Die bei diesen Themenwochen/monaten entstandenen Caches könnten in Bookmarklisten etc eingepflegt werden, der Owner, der es auf so eine Liste schafft, könnte ein besonderes Souvenir erhalten. Die Bookmarkliste kann später genutzt werden, sich thematische Caches und das Feedback darauf anzuschauen, wenn man dann selber einen (Wasser-)Cache plant, kann man sich durch sie inspirieren lassen.
Der Groundspeak Youtube Channel könnte genutzt werden für DIY Bastelvideos, entweder von GS selber produziert oder durch Macher der Community. Wir haben so viele handwerklich begabte Menschen in der Reihen der Geocacher, gebt denen eine zentrale und von GS auch regelmässig beworbene Plattform ihre Werke (zum Nachbauen) zu präsentieren.
Das Favoritenpunktsystem sollte aus- bzw umgebaut werden. Durch das Binäre, ja oder nein, wird zu wenig über die Qualität eines Caches gesagt, und die Sortierungsmöglichkeit für präferenzierte Geocachetypen, „die sich lohnen“, ist zwar möglich, aber nicht eindeutig. Es gibt Systeme wie GCvote, Apps wie Amaze oder externe Empfehlungsseiten/Datenbanken wie bessercacher.de. Bei denen ist eine wesentlich komplexere Betrachtungs- bzw Klassifizierungsweise von Caches möglich. Bei GCvote beschränkt es sich zwar „nur“ auf ein 5 Sterne System, durch das aber trotzdem schon ein klarer Trend und eine bessere Unterscheidung von schlecht-normal-besser zu lässt. Bei Amaze werden Caches bestimmten Kategorien (Familiencaches, Klettercaches, Erlebniscaches…) durch die Vorfinder/Owner zugeordnet. So kann man da vielleicht auch nicht direkt sagen „Der Cache ist gut.“, aber man kann sich Caches schnell und einfach nach seinen Vorlieben aussuchen. Die Terrainwertung T5 sagt zwar schon etwas aus, aber was ist es denn nun? Klettern, (extrem)Wandern, Tauchen, Schwimmen, Fliegen… Für das manuelle Filtern geht leider viel Zeit drauf.

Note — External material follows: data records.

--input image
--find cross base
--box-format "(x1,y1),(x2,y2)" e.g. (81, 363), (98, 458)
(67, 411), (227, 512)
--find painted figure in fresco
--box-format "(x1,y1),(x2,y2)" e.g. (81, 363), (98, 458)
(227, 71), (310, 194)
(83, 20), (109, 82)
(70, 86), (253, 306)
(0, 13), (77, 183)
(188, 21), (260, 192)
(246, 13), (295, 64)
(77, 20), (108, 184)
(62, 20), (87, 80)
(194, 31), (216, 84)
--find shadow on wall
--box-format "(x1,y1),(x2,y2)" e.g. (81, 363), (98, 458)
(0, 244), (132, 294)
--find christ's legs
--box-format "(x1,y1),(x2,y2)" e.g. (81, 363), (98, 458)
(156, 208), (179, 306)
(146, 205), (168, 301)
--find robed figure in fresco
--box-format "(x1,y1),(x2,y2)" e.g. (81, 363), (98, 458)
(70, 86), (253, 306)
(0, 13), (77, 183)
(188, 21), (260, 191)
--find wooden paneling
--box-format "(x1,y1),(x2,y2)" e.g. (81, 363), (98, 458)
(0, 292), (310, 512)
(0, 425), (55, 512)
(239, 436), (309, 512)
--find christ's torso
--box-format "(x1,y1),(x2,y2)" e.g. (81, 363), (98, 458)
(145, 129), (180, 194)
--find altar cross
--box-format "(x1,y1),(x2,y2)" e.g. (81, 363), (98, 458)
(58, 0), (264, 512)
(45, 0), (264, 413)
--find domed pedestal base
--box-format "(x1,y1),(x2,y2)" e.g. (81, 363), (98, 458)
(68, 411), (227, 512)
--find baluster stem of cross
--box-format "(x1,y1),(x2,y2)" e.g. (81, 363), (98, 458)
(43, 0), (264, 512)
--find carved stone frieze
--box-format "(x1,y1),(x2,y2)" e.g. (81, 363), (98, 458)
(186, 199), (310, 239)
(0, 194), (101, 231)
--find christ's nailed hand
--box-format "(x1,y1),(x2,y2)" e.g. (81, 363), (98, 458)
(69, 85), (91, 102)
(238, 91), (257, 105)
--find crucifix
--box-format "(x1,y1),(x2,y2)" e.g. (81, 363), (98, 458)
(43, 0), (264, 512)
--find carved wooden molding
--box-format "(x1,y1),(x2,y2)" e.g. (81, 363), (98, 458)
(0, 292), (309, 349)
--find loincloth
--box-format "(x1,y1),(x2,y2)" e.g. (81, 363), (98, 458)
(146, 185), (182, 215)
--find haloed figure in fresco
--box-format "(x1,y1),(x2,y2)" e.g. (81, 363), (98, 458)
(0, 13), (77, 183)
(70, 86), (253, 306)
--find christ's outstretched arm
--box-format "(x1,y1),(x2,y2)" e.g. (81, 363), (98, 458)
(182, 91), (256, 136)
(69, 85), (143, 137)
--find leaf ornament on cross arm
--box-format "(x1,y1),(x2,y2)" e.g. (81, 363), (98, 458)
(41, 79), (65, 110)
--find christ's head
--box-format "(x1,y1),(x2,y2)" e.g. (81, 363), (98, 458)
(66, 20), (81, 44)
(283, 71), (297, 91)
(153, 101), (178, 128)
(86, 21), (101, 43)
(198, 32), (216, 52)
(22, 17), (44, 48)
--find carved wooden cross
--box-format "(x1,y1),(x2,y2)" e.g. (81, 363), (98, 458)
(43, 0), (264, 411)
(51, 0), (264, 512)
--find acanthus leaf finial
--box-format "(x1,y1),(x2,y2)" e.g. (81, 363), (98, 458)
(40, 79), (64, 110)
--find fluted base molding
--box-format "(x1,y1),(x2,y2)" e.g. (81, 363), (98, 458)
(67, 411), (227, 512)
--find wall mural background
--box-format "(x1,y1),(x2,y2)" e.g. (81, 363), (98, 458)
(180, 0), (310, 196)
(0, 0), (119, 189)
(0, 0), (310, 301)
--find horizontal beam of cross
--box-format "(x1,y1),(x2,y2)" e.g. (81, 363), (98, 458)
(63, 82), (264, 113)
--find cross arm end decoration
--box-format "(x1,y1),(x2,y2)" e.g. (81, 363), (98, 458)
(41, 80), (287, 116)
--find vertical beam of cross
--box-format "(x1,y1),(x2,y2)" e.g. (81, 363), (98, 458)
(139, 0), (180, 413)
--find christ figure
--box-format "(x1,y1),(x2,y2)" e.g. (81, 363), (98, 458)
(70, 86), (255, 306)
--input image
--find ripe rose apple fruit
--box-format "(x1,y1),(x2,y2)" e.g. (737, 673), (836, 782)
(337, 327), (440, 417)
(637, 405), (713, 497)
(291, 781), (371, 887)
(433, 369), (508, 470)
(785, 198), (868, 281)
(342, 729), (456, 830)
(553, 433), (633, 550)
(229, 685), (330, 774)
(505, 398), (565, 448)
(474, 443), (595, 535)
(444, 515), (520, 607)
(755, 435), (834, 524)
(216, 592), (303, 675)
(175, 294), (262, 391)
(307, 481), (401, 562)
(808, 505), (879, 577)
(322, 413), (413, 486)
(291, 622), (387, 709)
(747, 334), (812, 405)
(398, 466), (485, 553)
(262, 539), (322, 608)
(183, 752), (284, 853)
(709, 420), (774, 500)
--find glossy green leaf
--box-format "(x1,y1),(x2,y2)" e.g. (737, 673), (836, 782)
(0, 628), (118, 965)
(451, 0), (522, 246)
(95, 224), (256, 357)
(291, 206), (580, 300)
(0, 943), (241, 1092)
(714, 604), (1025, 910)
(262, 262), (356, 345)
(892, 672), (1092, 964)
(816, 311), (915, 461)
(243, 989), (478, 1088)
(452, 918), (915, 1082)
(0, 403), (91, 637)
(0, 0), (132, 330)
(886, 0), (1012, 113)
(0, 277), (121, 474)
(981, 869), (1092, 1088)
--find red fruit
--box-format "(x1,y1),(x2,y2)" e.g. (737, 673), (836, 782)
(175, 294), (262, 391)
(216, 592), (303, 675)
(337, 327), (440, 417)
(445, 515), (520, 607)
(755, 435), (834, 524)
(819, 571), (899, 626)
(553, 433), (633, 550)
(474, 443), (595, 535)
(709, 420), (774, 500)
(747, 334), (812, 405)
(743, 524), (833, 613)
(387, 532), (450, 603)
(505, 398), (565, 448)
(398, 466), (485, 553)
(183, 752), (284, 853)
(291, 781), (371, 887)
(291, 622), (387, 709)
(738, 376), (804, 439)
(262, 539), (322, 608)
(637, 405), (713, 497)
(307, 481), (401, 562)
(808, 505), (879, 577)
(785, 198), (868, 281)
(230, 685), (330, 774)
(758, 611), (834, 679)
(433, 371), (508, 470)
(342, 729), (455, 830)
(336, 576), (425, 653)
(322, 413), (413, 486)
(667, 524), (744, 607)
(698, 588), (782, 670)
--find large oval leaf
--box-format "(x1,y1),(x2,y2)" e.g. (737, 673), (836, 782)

4000 Geocacher wurden anhand eines „Algorithmus“ mit der Möglichkeit belohnt, einen Virtual Reward Cache zu verstecken. (Ich will ehrlich sein, ich glaube bis heute nicht daran, dass da wirklich ein irgendwie gearteter Algorithmus dahintergesteckt hat. Aber egal.) Die Ergebnisse dieses Algorithmus könnte man nehmen und in die Profile einbauen. Also wenn Groundspeak eine Art und Weise hat, gelegte Caches nach deren Qualität zu beurteilen, warum bindet man das nicht in die Profile mit ein, um die fleissigen Owner zu belohnen? Ich weiss, dass es in der „deutschen Geocacherszene“ eine Art Wettbewerb zwischen Ownern gibt, die sich selber HQ Owner (High Quality Owner) nennen. Diesen Wettbewerbswillen, den könnte man doch nutzen, indem man eben die Owner, die überbedeutsame Caches legen und warten irgendwie klassifiziert und das Ergebnis davon Transparent im Profil macht.
Aktuell sehe ich die Entwicklung, dass gerade auf Events hinter mehr oder weniger vorgehaltener Hand Namen ausgetauscht werden im Sinne von „mach die Caches von dem, die sind alle super“. Leider kommen ortsfremde Geocacher, die mal zum Besuch oder im Urlaub da sind diese Info nicht. Durch einen speziellen Status im Profil, der natürlich irgendwie filter- und sortierbar sein sollte, kann auf diese speziellen Owner und deren Caches gut hingewiesen werden.
Es ist so paradox, dass Groundspeak sagt „Wir haben ein Werkzeug, um gute Caches herauszufinden“ (Virtual Rewards als Belohnung), dass dies aber nicht transparent gemacht wird oder wenigstens öfter ein Datensatz mit ihm erstellt wird, um eben solche Caches irgendwie als „bessere Qualität“ hervorzuheben.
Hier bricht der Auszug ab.